Now I’m obsessed with saving trees from ivy. I hand out this educational flier at every house I see on my morning walks where trees are being choked. I estimate there are at least one thousand – one THOUSAND – trees dying from noxious weeds within ten blocks for my house, each of which can be rescued within a few minutes. My goal, this Earth Month, is to personally save 100 of them and to recruit my neighbors to save the rest. 

That’s a total of 1000 tons of carbon dioxide sequestered over the lifetime of those trees, by the way – a ton per tree. My 100 trees alone offset my personal carbon footprint for about 10 years! I know we need to plant trees by the billions worldwide to help fight climate change. But we’ve got to save what we already have too. Won’t you join me during your own pandemic morning walks? Learn more here and here.

EARTH MONTH ACTION #2: Writing letters to potential voters in swing-state Pennsylvania – So this one’s a no-brainer. A nonprofit called Vote Forward allows you to personally write voters in several key states and encourage them to vote. Vote Forward targets folks in Democrat-leaning districts who historically have not voted. The process is super simple. You sign up. They send you as many letters as you want to write, with the voter’s name and address already displayed. You hand write your encouraging letter. Then you sit on the letters until October and mail them in. I’m in the process of writing 100 letters now to residents of Pennsylvania. Will you join me? You can also pick other target swing states like North Carolina and Texas.

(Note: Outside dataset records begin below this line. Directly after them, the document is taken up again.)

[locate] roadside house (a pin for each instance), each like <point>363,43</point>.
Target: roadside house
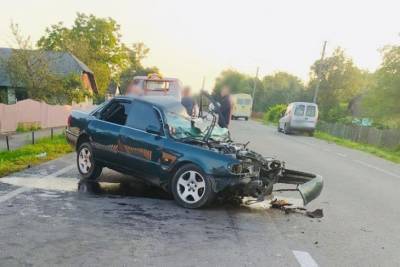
<point>60,64</point>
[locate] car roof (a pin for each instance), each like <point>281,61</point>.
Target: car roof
<point>158,79</point>
<point>164,102</point>
<point>303,103</point>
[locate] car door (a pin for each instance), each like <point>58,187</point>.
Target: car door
<point>105,128</point>
<point>142,141</point>
<point>285,118</point>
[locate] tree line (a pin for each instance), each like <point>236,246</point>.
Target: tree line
<point>346,92</point>
<point>94,41</point>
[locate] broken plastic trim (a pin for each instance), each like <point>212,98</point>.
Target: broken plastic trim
<point>309,185</point>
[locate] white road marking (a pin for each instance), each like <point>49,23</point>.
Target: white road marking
<point>26,189</point>
<point>304,259</point>
<point>377,168</point>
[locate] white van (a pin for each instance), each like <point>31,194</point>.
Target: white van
<point>300,117</point>
<point>154,84</point>
<point>242,106</point>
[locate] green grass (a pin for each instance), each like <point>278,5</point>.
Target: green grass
<point>392,155</point>
<point>21,158</point>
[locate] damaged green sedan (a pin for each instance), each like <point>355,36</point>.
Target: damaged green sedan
<point>152,138</point>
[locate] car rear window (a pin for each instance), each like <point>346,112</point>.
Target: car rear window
<point>299,110</point>
<point>244,101</point>
<point>311,111</point>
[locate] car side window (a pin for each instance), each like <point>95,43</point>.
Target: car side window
<point>143,115</point>
<point>115,112</point>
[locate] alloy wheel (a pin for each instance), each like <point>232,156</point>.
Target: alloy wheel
<point>85,160</point>
<point>191,186</point>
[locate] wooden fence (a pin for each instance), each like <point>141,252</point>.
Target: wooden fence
<point>389,138</point>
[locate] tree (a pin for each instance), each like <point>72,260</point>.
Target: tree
<point>136,54</point>
<point>340,81</point>
<point>282,88</point>
<point>238,82</point>
<point>29,72</point>
<point>382,100</point>
<point>95,41</point>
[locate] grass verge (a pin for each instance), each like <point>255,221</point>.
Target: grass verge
<point>30,155</point>
<point>392,155</point>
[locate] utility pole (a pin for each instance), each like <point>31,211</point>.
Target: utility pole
<point>203,83</point>
<point>319,73</point>
<point>254,87</point>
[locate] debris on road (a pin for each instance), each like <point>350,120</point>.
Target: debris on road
<point>41,155</point>
<point>287,207</point>
<point>279,204</point>
<point>318,213</point>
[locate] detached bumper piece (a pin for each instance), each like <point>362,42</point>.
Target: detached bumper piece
<point>309,185</point>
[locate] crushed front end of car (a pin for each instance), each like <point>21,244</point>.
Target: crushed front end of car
<point>255,176</point>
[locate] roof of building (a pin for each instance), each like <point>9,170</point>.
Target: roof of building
<point>113,87</point>
<point>60,63</point>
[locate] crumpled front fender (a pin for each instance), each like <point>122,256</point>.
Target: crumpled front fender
<point>309,185</point>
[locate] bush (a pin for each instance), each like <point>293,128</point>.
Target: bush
<point>273,114</point>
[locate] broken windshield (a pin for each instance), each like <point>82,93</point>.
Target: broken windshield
<point>182,126</point>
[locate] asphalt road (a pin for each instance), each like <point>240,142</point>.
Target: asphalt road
<point>47,222</point>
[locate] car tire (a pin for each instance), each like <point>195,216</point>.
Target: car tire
<point>87,166</point>
<point>87,186</point>
<point>191,188</point>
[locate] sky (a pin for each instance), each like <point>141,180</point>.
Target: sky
<point>195,39</point>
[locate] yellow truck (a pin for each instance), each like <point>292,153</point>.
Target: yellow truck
<point>242,106</point>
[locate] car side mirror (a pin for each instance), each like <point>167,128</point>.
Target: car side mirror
<point>214,108</point>
<point>152,129</point>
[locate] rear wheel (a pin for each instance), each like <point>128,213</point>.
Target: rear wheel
<point>87,166</point>
<point>191,188</point>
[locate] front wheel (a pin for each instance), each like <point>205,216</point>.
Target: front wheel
<point>191,188</point>
<point>87,166</point>
<point>286,129</point>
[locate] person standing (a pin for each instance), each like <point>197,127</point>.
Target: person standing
<point>188,101</point>
<point>226,107</point>
<point>134,88</point>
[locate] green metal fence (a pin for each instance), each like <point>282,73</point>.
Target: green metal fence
<point>389,138</point>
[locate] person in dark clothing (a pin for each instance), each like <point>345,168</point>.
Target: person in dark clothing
<point>226,108</point>
<point>188,102</point>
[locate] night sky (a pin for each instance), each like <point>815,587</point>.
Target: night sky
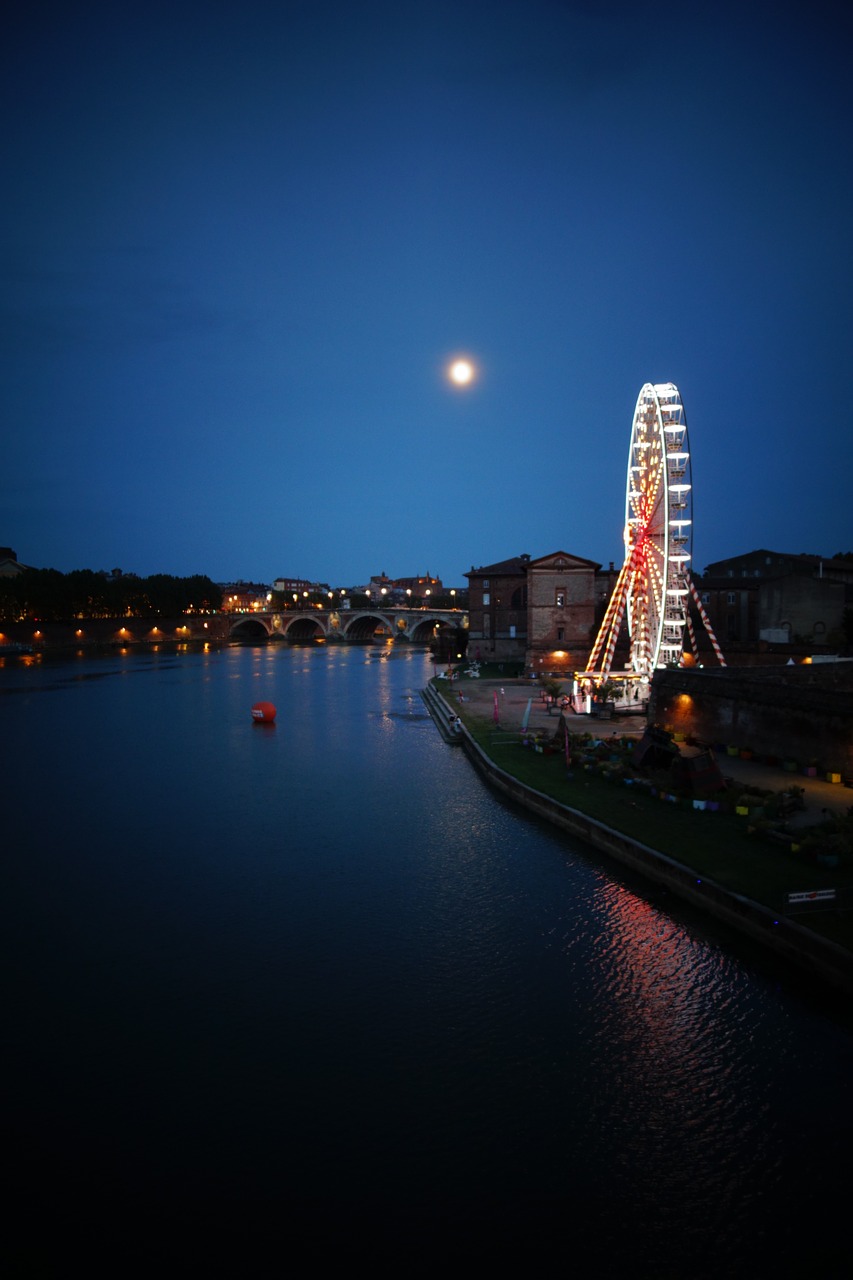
<point>241,242</point>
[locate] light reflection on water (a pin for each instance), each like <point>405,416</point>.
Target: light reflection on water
<point>319,964</point>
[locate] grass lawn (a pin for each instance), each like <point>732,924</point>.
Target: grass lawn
<point>717,845</point>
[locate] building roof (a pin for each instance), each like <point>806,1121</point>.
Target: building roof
<point>514,567</point>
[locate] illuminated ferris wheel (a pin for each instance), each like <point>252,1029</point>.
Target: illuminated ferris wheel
<point>653,588</point>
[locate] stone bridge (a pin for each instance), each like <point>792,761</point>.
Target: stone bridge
<point>349,625</point>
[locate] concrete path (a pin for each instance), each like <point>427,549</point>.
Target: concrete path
<point>822,799</point>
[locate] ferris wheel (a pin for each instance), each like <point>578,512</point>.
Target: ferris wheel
<point>653,588</point>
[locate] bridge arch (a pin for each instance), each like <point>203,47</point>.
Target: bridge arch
<point>368,626</point>
<point>425,629</point>
<point>301,626</point>
<point>250,629</point>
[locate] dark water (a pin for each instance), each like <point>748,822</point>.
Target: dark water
<point>316,977</point>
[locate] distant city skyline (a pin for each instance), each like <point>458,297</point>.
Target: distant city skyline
<point>284,286</point>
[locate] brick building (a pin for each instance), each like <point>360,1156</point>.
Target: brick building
<point>776,598</point>
<point>542,612</point>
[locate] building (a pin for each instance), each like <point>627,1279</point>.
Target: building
<point>778,598</point>
<point>541,612</point>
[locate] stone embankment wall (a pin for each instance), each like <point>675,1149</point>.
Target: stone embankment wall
<point>808,951</point>
<point>799,712</point>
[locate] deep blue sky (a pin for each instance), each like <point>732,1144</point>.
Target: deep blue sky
<point>241,240</point>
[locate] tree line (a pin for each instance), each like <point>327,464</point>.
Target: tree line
<point>48,595</point>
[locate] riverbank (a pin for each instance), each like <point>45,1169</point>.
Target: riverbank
<point>771,924</point>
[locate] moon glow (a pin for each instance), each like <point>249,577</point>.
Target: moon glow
<point>461,373</point>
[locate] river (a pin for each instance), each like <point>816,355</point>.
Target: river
<point>318,972</point>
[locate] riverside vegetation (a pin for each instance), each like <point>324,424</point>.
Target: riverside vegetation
<point>740,837</point>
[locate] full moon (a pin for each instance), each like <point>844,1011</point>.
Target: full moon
<point>461,371</point>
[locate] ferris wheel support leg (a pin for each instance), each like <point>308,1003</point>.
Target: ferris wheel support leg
<point>706,621</point>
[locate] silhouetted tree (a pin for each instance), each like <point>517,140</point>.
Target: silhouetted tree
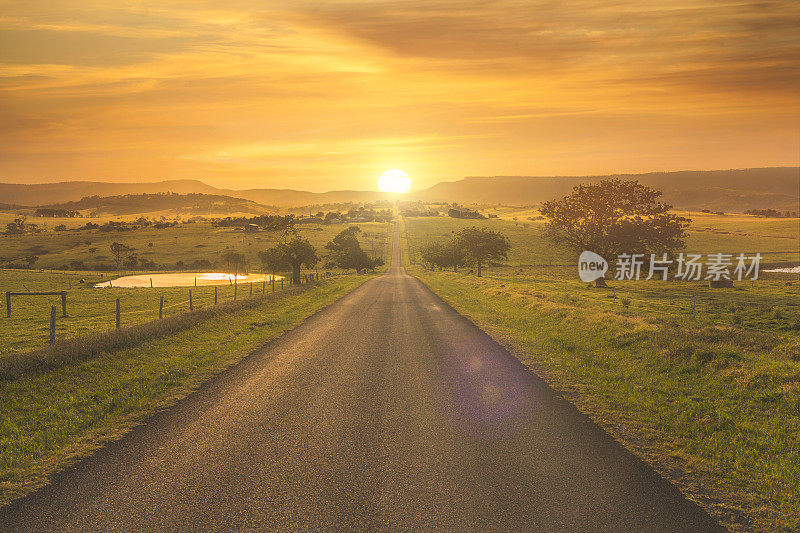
<point>273,260</point>
<point>120,252</point>
<point>234,261</point>
<point>298,253</point>
<point>480,245</point>
<point>444,255</point>
<point>345,252</point>
<point>614,217</point>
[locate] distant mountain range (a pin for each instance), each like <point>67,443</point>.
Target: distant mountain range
<point>718,190</point>
<point>191,203</point>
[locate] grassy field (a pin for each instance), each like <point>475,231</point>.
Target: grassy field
<point>185,242</point>
<point>91,310</point>
<point>711,398</point>
<point>51,418</point>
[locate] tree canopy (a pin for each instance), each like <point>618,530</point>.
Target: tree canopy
<point>273,260</point>
<point>345,252</point>
<point>614,217</point>
<point>444,255</point>
<point>298,253</point>
<point>480,245</point>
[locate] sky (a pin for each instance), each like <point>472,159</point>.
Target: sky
<point>328,95</point>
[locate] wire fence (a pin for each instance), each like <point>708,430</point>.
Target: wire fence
<point>30,324</point>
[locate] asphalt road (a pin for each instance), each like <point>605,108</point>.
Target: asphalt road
<point>389,411</point>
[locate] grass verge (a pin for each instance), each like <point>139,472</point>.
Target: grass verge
<point>715,409</point>
<point>52,418</point>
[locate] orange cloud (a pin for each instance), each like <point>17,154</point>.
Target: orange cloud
<point>328,95</point>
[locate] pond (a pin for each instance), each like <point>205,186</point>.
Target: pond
<point>184,279</point>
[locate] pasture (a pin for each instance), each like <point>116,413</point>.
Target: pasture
<point>704,383</point>
<point>92,310</point>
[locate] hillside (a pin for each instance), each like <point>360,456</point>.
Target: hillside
<point>193,203</point>
<point>720,190</point>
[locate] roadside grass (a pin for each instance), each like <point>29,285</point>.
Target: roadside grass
<point>776,239</point>
<point>92,310</point>
<point>52,418</point>
<point>713,398</point>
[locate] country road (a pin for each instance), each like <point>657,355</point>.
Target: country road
<point>386,411</point>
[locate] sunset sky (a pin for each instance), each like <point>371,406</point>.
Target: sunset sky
<point>328,95</point>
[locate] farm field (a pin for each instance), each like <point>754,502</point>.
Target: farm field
<point>50,419</point>
<point>704,383</point>
<point>187,243</point>
<point>93,310</point>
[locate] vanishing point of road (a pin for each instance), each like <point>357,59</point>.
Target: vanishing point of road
<point>385,411</point>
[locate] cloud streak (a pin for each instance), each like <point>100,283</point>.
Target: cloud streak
<point>213,90</point>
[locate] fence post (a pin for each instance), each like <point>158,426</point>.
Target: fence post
<point>52,325</point>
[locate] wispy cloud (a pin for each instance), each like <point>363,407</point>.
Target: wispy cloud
<point>313,94</point>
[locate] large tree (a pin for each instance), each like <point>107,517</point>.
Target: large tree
<point>234,261</point>
<point>120,252</point>
<point>298,253</point>
<point>613,217</point>
<point>448,254</point>
<point>273,260</point>
<point>480,245</point>
<point>345,252</point>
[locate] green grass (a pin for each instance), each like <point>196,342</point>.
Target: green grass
<point>91,310</point>
<point>717,394</point>
<point>185,242</point>
<point>51,418</point>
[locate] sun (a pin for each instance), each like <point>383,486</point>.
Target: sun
<point>395,181</point>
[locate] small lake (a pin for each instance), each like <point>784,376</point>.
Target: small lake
<point>185,279</point>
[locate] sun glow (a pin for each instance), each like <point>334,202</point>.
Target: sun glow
<point>395,181</point>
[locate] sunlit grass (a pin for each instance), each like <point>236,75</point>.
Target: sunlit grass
<point>715,390</point>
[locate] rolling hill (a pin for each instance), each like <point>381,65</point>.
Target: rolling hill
<point>192,203</point>
<point>718,190</point>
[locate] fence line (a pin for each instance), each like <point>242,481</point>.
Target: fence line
<point>118,313</point>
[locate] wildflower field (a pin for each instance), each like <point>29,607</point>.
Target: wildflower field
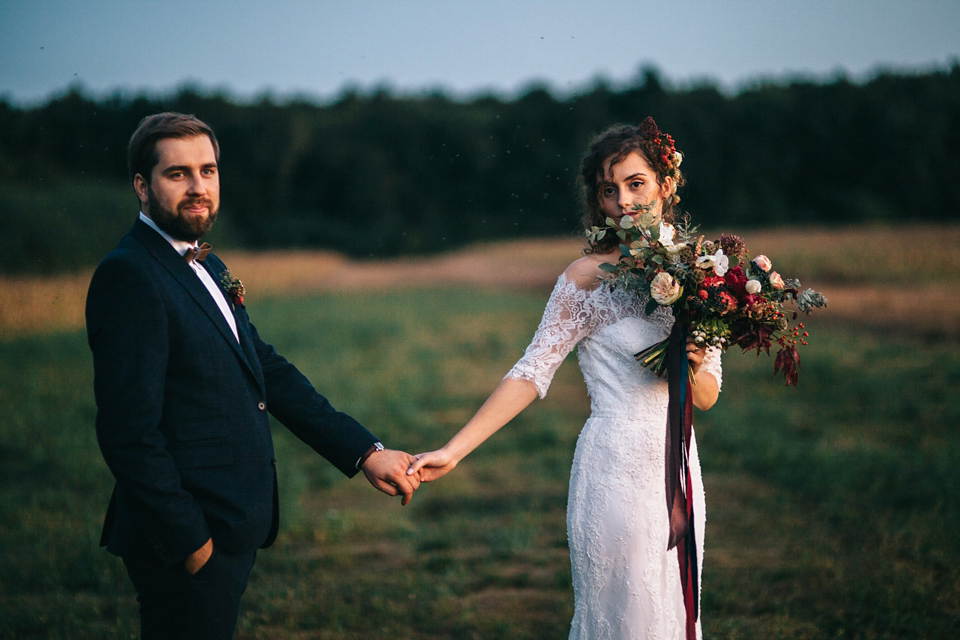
<point>832,507</point>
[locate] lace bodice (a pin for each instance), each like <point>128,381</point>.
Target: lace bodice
<point>609,327</point>
<point>626,583</point>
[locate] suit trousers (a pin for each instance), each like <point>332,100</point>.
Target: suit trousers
<point>203,606</point>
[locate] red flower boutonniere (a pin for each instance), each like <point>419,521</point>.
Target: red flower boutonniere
<point>233,287</point>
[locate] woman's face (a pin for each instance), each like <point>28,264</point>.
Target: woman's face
<point>629,183</point>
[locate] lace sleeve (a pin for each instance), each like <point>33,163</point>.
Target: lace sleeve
<point>711,364</point>
<point>566,321</point>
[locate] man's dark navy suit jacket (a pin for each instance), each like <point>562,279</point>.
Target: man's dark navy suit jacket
<point>182,408</point>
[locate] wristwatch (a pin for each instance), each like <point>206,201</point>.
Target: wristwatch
<point>376,446</point>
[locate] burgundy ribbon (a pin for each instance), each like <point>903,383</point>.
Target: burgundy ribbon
<point>678,479</point>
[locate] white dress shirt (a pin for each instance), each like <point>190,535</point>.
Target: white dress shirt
<point>181,246</point>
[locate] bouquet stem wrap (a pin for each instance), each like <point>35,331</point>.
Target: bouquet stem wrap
<point>678,478</point>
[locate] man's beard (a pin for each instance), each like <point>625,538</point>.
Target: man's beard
<point>178,226</point>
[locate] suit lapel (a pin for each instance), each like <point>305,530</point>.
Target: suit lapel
<point>180,271</point>
<point>215,268</point>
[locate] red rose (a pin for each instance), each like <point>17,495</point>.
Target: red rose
<point>737,281</point>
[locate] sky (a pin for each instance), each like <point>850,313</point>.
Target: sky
<point>317,48</point>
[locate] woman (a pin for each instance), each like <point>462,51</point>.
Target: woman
<point>626,583</point>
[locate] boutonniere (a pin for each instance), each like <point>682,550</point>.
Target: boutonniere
<point>233,287</point>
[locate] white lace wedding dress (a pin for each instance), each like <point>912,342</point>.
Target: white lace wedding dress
<point>626,584</point>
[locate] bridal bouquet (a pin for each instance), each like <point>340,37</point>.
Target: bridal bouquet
<point>718,294</point>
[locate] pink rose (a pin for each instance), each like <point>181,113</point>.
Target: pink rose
<point>665,289</point>
<point>775,280</point>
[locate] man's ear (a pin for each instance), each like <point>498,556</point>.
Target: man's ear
<point>141,187</point>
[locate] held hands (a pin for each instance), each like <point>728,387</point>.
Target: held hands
<point>387,471</point>
<point>198,558</point>
<point>432,465</point>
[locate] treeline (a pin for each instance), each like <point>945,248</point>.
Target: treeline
<point>376,174</point>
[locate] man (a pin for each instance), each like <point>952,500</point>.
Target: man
<point>183,385</point>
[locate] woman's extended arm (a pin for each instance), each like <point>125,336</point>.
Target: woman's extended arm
<point>511,396</point>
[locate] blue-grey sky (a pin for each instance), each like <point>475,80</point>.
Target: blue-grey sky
<point>316,47</point>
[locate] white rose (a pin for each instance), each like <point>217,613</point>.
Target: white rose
<point>775,280</point>
<point>665,289</point>
<point>718,261</point>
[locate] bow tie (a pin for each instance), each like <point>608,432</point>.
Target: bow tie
<point>194,253</point>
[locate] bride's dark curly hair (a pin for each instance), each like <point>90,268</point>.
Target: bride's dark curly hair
<point>613,146</point>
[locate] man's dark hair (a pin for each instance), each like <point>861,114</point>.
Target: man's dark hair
<point>142,150</point>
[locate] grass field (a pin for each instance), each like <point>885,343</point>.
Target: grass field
<point>832,508</point>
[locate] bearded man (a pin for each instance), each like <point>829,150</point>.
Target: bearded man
<point>183,384</point>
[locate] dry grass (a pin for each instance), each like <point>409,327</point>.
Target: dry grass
<point>869,277</point>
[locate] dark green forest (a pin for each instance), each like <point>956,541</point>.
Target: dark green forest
<point>373,173</point>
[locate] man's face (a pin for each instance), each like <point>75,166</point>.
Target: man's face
<point>183,193</point>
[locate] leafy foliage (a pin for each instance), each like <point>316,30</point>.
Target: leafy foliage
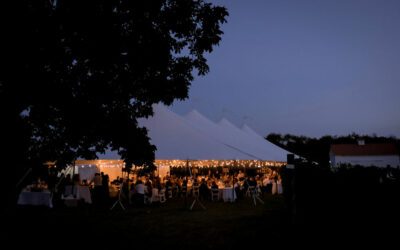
<point>78,74</point>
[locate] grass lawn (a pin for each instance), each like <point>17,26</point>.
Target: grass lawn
<point>170,225</point>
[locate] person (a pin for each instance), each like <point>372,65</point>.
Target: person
<point>203,189</point>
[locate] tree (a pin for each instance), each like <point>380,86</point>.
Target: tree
<point>78,74</point>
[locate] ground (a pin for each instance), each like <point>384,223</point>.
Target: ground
<point>170,225</point>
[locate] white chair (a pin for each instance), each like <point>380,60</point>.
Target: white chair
<point>161,196</point>
<point>214,194</point>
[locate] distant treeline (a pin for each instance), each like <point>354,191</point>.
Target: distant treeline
<point>317,150</point>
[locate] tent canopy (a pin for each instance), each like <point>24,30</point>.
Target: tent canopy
<point>195,137</point>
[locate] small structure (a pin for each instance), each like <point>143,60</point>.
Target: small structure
<point>378,155</point>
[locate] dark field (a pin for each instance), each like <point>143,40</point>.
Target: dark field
<point>169,225</point>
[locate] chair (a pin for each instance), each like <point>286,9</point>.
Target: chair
<point>214,194</point>
<point>196,191</point>
<point>161,196</point>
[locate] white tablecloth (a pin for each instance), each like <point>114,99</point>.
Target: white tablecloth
<point>79,192</point>
<point>228,194</point>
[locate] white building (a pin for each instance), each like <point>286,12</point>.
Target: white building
<point>378,155</point>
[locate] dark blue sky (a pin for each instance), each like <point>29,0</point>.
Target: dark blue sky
<point>305,67</point>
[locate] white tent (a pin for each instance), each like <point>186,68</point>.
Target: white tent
<point>195,138</point>
<point>177,138</point>
<point>245,140</point>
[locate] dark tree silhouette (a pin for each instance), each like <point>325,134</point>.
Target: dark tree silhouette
<point>77,74</point>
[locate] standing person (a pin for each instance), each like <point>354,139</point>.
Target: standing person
<point>97,189</point>
<point>105,180</point>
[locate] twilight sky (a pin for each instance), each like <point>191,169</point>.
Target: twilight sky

EARTH MONTH ACTION #3: Riding a bike to draw attention to oily banks and dirty companies – Okay, for this one I’ve got to leave my neighborhood to get political. On April 30th, my friends at #ShutdownDC are planning a safe and creative bicycle action as part of their “Earth Day to May Day” series of activities. We’ll be keeping our distance, riding in pairs or solo, as we swing by the offices of some of the world’s worst climate criminals in Washington, DC. Sign up for more information on the bike ride here. If you just want to take in the activities by zoom, sign up here

EARTH MONTH ACTION #4: Laughing and laughing. The first-ever CCAN comedy show to raise money for a local food bank — Now, more than ever, we need the medicine of laughter as we save Mother Earth. Every day, I find myself going out of my way to try to find humor in the world and share it with others. That’s why the Chesapeake Climate Action Network is so excited to sponsor DC-area comic Robert Mac and his hilarious show “Comedy Night for Earth Day.” It’s a one-hour Zoom comedy special that will premiere on Thursday, April 30th, 8 pm. Tickets are just $10. Proceeds go to the Capital Area Food Bank.

Robert Mac has a skill for bringing humor even to the topic of climate change, with laugh-out-loud results. Did you know, for example, that by switching to the metric system we can reduce future global warming in the U.S. from 7 degrees to 2 degrees? Overnight! Mac has been a grand prize winner of Comedy Central’s Laugh Riots and has been featured at the prestigious Just for Laughs festival in Montreal — among other honors. He is one of the best “environmental comics” in the nation. You can check out some of his “50 Ways” tips here. For every $10 ticket sale we donate, the Capital Area Food Bank will be able to feed 25 people in this time of need. So RSVP now and tell all your friends. CCAN is proud to host this first-ever online comic show devoted to climate humor and virus justice.

EARTH MONTH WRAP UP: So there you have it. Four ways to keep you busy fighting climate change super close to home during a global pandemic. And here’s a PS: On April 24th at noon ET, CCAN is also hosting a cool hour-long program of music, yoga, and activism via zoom as part of the Earth Day Live event streaming worldwide. Sign up for our program here. Learn more about Earth Day Live here

In the meantime, stay safe, stay sane, stay active, and laugh whenever you can.